La loi CLARITY limite les rendements passifs des stablecoins pour protéger les banques traditionnelles. Coinbase pourrait contourner cette limite grâce à la stratégie active d’Ethena pour offrir des rendements élevés.
Coinbase étudie une solution structurelle qui pourrait lui permettre de continuer à offrir des rendements importants sur les stablecoins, alors même que le Congrès se prépare à restreindre cette pratique via la loi CLARITY. La stratégie repose sur une distinction sémantique entre les intérêts passifs et ce que les régulateurs appellent les « récompenses basées sur l’activité ».

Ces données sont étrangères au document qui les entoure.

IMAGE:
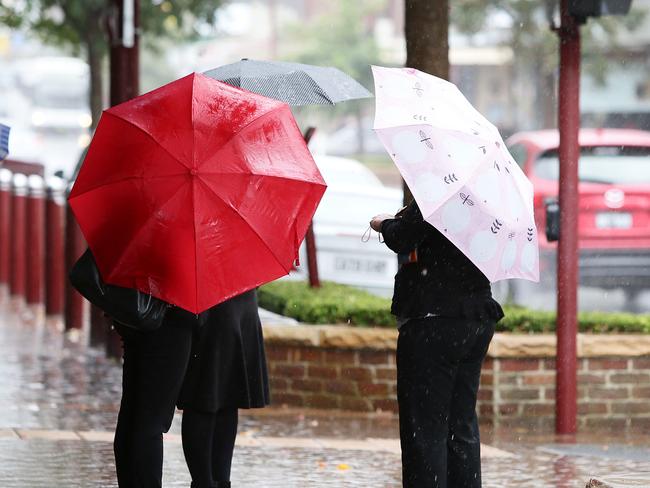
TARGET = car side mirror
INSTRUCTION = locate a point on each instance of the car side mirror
(552, 220)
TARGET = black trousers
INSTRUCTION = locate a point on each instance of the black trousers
(153, 372)
(438, 370)
(208, 443)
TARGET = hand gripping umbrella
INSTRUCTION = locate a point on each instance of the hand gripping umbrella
(196, 192)
(464, 179)
(296, 84)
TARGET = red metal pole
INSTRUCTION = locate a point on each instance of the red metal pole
(55, 247)
(5, 225)
(567, 259)
(310, 238)
(75, 245)
(36, 240)
(18, 243)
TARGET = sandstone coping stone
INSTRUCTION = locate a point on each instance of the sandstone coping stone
(332, 336)
(504, 345)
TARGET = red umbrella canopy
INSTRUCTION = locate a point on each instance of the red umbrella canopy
(196, 192)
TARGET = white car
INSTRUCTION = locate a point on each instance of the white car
(354, 195)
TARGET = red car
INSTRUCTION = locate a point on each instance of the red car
(614, 203)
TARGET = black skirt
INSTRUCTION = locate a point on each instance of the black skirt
(227, 365)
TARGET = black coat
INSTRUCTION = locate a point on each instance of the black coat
(439, 279)
(227, 365)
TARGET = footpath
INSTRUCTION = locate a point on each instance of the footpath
(59, 400)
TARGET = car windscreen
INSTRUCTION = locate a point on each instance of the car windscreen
(351, 209)
(622, 165)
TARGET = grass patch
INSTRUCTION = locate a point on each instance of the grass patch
(340, 304)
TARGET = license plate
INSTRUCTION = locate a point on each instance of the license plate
(613, 220)
(360, 265)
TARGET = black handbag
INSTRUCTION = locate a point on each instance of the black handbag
(129, 307)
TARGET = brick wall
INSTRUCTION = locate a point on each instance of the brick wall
(613, 392)
(347, 379)
(354, 369)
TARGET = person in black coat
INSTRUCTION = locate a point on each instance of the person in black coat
(227, 371)
(209, 364)
(152, 376)
(446, 318)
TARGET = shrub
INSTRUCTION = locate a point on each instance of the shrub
(339, 304)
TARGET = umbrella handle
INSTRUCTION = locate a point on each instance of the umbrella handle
(366, 235)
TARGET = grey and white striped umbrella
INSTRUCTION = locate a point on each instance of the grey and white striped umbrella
(293, 83)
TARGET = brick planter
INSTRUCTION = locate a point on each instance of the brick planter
(336, 367)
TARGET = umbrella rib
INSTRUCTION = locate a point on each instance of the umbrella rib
(144, 225)
(130, 122)
(230, 141)
(299, 179)
(126, 178)
(245, 221)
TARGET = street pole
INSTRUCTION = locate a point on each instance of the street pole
(125, 84)
(567, 258)
(310, 238)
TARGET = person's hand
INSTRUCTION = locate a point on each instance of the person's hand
(376, 221)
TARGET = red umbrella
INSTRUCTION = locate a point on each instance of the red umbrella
(196, 192)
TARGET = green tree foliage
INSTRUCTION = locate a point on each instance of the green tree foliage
(81, 26)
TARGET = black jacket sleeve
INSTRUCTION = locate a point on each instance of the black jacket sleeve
(406, 231)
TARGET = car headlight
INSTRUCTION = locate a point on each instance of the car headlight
(85, 121)
(83, 140)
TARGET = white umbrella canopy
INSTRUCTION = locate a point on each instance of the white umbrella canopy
(459, 170)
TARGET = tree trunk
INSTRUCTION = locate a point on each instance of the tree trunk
(95, 55)
(426, 28)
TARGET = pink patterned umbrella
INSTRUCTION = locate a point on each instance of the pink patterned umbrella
(465, 181)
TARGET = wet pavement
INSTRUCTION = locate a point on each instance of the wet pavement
(59, 401)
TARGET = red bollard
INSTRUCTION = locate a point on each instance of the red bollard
(75, 245)
(18, 260)
(5, 226)
(36, 239)
(55, 247)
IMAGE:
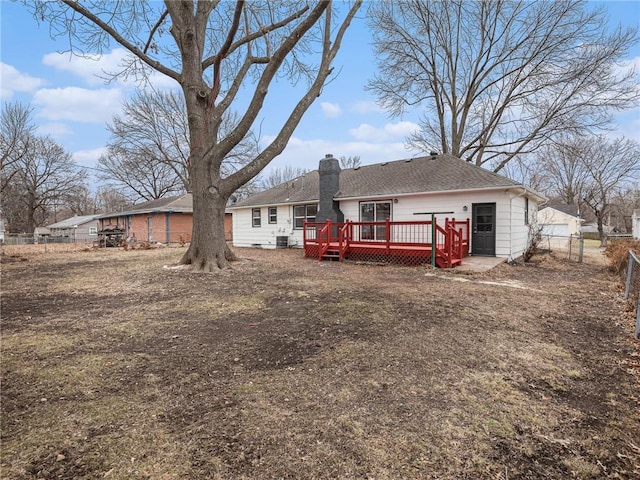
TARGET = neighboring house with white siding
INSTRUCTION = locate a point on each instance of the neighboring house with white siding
(559, 220)
(500, 209)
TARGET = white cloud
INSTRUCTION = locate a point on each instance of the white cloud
(54, 129)
(391, 131)
(88, 158)
(12, 81)
(99, 69)
(78, 104)
(364, 107)
(331, 110)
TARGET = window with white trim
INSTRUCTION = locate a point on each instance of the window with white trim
(256, 220)
(304, 213)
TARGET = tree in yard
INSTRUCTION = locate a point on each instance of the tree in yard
(140, 174)
(46, 174)
(610, 165)
(350, 162)
(16, 131)
(148, 152)
(563, 168)
(215, 50)
(498, 79)
(622, 204)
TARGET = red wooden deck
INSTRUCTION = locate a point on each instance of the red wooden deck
(397, 242)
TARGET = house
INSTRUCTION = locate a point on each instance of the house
(165, 220)
(559, 220)
(392, 203)
(79, 228)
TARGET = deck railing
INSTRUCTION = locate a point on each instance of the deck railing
(451, 240)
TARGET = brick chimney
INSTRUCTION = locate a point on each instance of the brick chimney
(329, 183)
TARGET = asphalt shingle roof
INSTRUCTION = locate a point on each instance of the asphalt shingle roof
(564, 208)
(439, 173)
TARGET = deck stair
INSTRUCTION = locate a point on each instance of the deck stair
(397, 242)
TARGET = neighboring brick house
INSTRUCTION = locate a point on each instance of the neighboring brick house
(79, 228)
(165, 220)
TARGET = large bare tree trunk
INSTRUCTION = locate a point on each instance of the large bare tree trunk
(221, 49)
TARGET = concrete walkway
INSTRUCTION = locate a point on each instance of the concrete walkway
(479, 264)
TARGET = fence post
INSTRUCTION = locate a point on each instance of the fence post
(581, 254)
(627, 287)
(636, 334)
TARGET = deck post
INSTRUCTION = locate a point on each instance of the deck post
(433, 241)
(387, 236)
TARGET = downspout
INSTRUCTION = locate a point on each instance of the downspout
(168, 227)
(523, 193)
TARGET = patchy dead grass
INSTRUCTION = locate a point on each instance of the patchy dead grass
(114, 367)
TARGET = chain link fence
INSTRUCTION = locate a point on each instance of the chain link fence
(572, 245)
(632, 287)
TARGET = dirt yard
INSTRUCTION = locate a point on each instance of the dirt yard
(115, 367)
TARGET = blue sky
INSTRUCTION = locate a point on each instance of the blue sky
(72, 104)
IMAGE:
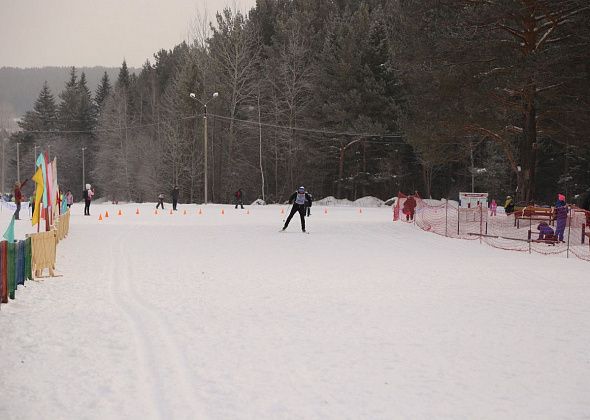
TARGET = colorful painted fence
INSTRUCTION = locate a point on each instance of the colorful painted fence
(27, 259)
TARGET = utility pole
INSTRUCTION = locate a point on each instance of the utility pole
(192, 95)
(83, 170)
(4, 141)
(17, 162)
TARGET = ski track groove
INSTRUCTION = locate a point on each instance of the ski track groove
(170, 365)
(148, 376)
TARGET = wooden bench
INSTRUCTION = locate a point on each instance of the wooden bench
(534, 213)
(547, 239)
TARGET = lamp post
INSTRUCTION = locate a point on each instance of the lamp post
(17, 162)
(83, 170)
(4, 141)
(215, 95)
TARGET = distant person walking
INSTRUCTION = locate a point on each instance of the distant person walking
(69, 198)
(239, 196)
(493, 207)
(509, 205)
(18, 197)
(561, 212)
(545, 231)
(160, 201)
(300, 200)
(175, 193)
(88, 195)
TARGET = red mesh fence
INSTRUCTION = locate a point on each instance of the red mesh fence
(514, 232)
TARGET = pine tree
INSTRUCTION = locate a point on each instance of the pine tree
(43, 117)
(86, 115)
(102, 93)
(68, 108)
(124, 80)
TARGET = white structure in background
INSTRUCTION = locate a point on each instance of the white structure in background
(474, 206)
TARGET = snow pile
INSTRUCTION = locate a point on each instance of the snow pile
(369, 202)
(344, 202)
(332, 201)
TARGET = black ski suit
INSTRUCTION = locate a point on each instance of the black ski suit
(298, 207)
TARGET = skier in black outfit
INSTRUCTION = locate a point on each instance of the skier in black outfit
(300, 200)
(239, 196)
(174, 194)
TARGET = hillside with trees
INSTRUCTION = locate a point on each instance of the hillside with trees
(347, 97)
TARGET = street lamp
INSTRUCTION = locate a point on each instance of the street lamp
(17, 162)
(193, 96)
(4, 141)
(83, 170)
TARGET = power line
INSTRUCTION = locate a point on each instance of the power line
(255, 124)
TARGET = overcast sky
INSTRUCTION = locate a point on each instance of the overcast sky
(36, 33)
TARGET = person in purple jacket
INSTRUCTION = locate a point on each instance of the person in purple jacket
(544, 230)
(561, 212)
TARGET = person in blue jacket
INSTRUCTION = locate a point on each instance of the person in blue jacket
(561, 212)
(544, 230)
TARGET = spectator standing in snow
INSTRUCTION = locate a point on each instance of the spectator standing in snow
(32, 204)
(544, 230)
(239, 196)
(160, 201)
(509, 205)
(300, 200)
(18, 197)
(561, 212)
(69, 199)
(175, 193)
(409, 208)
(88, 194)
(493, 207)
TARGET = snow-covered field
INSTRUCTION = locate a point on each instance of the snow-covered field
(217, 316)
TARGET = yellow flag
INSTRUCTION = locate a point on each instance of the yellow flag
(38, 178)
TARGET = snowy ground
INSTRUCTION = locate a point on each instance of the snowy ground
(217, 316)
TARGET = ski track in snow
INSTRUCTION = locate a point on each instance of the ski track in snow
(220, 317)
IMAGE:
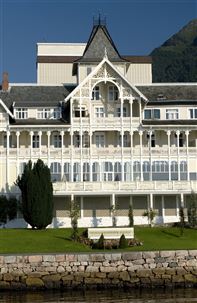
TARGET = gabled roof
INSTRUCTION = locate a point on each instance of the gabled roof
(105, 60)
(6, 109)
(100, 42)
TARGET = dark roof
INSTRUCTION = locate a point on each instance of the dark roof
(57, 59)
(166, 93)
(138, 59)
(31, 96)
(99, 41)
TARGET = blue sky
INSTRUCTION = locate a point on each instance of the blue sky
(136, 27)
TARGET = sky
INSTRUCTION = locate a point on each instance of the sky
(136, 27)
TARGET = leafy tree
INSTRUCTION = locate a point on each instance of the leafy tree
(192, 210)
(37, 194)
(130, 215)
(8, 209)
(123, 243)
(74, 215)
(182, 220)
(150, 214)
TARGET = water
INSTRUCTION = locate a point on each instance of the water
(105, 296)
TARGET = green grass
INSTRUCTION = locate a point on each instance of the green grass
(58, 240)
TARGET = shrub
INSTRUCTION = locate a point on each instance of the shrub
(123, 243)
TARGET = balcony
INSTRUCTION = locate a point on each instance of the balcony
(143, 187)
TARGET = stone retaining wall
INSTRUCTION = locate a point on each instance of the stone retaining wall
(132, 269)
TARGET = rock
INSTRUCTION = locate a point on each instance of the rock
(32, 282)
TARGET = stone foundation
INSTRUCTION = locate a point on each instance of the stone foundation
(128, 269)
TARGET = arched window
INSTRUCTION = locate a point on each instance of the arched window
(67, 171)
(95, 171)
(76, 172)
(117, 172)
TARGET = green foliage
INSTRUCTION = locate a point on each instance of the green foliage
(123, 243)
(192, 210)
(74, 215)
(176, 59)
(182, 220)
(101, 242)
(130, 215)
(150, 214)
(37, 194)
(8, 209)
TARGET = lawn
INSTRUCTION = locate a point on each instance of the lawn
(58, 240)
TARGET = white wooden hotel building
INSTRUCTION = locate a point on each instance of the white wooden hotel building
(109, 135)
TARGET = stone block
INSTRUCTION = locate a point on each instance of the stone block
(92, 269)
(150, 254)
(182, 253)
(131, 256)
(97, 257)
(143, 273)
(71, 258)
(167, 254)
(9, 259)
(83, 257)
(60, 269)
(124, 276)
(35, 259)
(190, 278)
(32, 282)
(108, 269)
(49, 258)
(60, 258)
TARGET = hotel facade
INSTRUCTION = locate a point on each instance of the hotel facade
(110, 136)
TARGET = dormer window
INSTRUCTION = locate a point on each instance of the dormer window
(112, 93)
(49, 113)
(21, 113)
(96, 93)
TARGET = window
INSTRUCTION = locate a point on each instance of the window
(193, 113)
(49, 113)
(36, 141)
(21, 113)
(172, 114)
(57, 141)
(55, 169)
(151, 114)
(118, 112)
(99, 112)
(89, 69)
(112, 93)
(100, 140)
(96, 93)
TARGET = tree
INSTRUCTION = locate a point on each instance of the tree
(192, 210)
(37, 194)
(182, 220)
(130, 215)
(74, 215)
(8, 209)
(150, 214)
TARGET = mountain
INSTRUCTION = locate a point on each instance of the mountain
(176, 59)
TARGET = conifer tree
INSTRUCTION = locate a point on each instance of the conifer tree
(37, 194)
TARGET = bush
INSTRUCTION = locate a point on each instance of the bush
(123, 243)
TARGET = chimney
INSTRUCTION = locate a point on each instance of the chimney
(5, 83)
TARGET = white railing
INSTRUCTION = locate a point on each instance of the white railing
(129, 187)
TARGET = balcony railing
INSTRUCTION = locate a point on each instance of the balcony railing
(128, 187)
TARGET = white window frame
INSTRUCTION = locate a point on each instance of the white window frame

La section 404 de la législation proposée interdit explicitement les rendements de type compte d’épargne sur les soldes de stablecoins – une restriction âprement défendue par le lobbying bancaire. Mais la loi conserve des incitations liées aux transactions effectives des clients : paiements, échanges, utilisation de la plateforme. C’est là qu’intervient Ethena.

Ethena, un protocole de dollar synthétique, génère des rendements via un trading delta-neutre – essentiellement en vendant à découvert des contrats à terme perpétuels crypto tout en détenant l’actif sous-jacent. En canalisant les USDC inactifs vers une intégration Ethena, Coinbase pourrait en théorie orienter les dépôts vers cette stratégie active et reverser les profits commerciaux aux utilisateurs. Si cela fonctionne, la plateforme offrirait des rendements compétitifs sur le dollar numérique tout en respectant techniquement la lettre de la loi.

La mécanique est essentielle. Les régulateurs et législateurs distinguent le rendement passif – vous détenez, vous gagnez – des récompenses liées à l’activité basée sur l’exécution. Le premier ressemble à un compte bancaire, le second non. La structure de Coinbase devra démontrer que les rendements proviennent d’une participation active au trading, pas seulement de la détention du solde.

Jamie Dimon a récemment critiqué la loi CLARITY sur ce point précis, déclarant qu’elle « leur permet de payer effectivement des intérêts sur les dépôts ». Le PDG de JPMorgan a raison d’inquiéter. Si les plateformes cryptos peuvent offrir des rendements significatifs grâce à des solutions techniques alors que les banques proposent des taux quasi nuls sur les comptes courants, la fuite des dépôts devient un risque systémique légitime.

Le secteur bancaire a poussé pendant des mois les négociations pour obtenir ce compromis dans la section 404. La distinction entre rendements passifs et rendements liés à l’activité est leur victoire concrète. Mais les failles se referment rarement longtemps dans la finance, et l’écart entre une lecture littérale et une lecture fonctionnelle du texte est précisément là où Coinbase semble avancer.

Les régulateurs devront faire un choix dès que Coinbase ou une autre plateforme déposera officiellement cette structure. Ils pourront accepter la classification fondée sur l’activité et laisser les rendements s’écouler, ou bien resserrer la définition rétroactivement – au risque d’une réaction négative de l’industrie qui pourrait compromettre le fragile consensus du CLARITY Act. Le véritable test viendra lorsque la SEC ou d’autres agences valideront ou rejeteront le premier produit de rendement stablecoin intégré à Ethena. Cette approbation ou ce rejet définira si la section 404 sera une contrainte réelle ou une simple mise en scène réglementaire.